Many teams now chain large‑language‑model (LLM) agents together. The first agent receives a user request, then calls a second agent to perform a sub‑task, and that second agent may invoke a third. This nesting creates a chain of trust that is rarely examined. In practice, each agent runs with the same AWS IAM role or static credential, and the prompt payload travels unchecked between them. If an attacker can influence any link in the chain, they can inject a hidden instruction that propagates downstream, causing the final agent to execute privileged commands on your infrastructure.
On AWS, the problem is amplified because the IAM role attached to the compute instance often grants broad permissions, read/write access to S3, DynamoDB, or even the ability to launch new EC2 instances. When a nested agent receives a malicious prompt, it can issue API calls that the role permits, and there is no visibility into which agent originated the request. The result is a silent, automated breach that bypasses traditional perimeter defenses.
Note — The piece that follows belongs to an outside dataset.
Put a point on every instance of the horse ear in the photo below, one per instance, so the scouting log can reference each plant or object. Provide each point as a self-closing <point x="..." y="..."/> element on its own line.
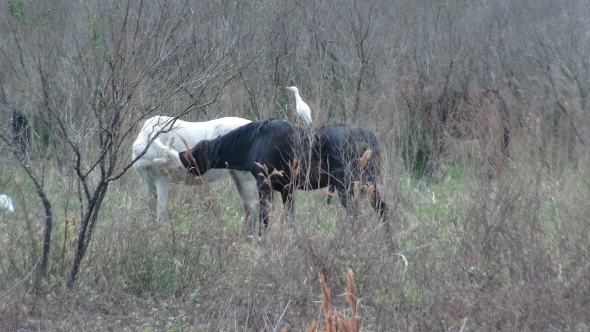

Most organizations address the first half of the problem with strong identity setup: OIDC tokens, fine‑grained IAM policies, and least‑privilege service accounts. These measures decide who may start a request, but they do not inspect the request once it leaves the identity provider. The request still reaches the target service directly, without any audit trail, without inline validation, and without a chance to block a dangerous command before it runs.
What you really need is a control point that sits on the data path, where every request can be examined, approved, or rejected in real time. This gateway must be able to see the exact protocol traffic, apply masking to sensitive fields, enforce just‑in‑time approval workflows, and record the entire session for later replay. Only a data‑path enforcement layer can guarantee that a malicious prompt never reaches the AWS API unchecked.
hoop.dev provides exactly that layer. It acts as a Layer 7 gateway that proxies connections from agents to AWS services. The gateway authenticates users and agents via OIDC or SAML, reads group membership, and then enforces policy at the protocol level before any AWS call is forwarded.
Because hoop.dev sits in the data path, it can apply enforcement outcomes that would otherwise be impossible. hoop.dev records each session, so you have a complete audit trail of which agent sent which prompt and what AWS actions were taken. It masks sensitive response fields in real time, preventing secrets from leaking back to a compromised agent. It blocks commands that match a deny list, such as attempts to create new IAM roles or delete S3 buckets. And it can pause a request for human approval when a high‑risk operation is detected, ensuring that a single malicious prompt cannot silently trigger privileged actions.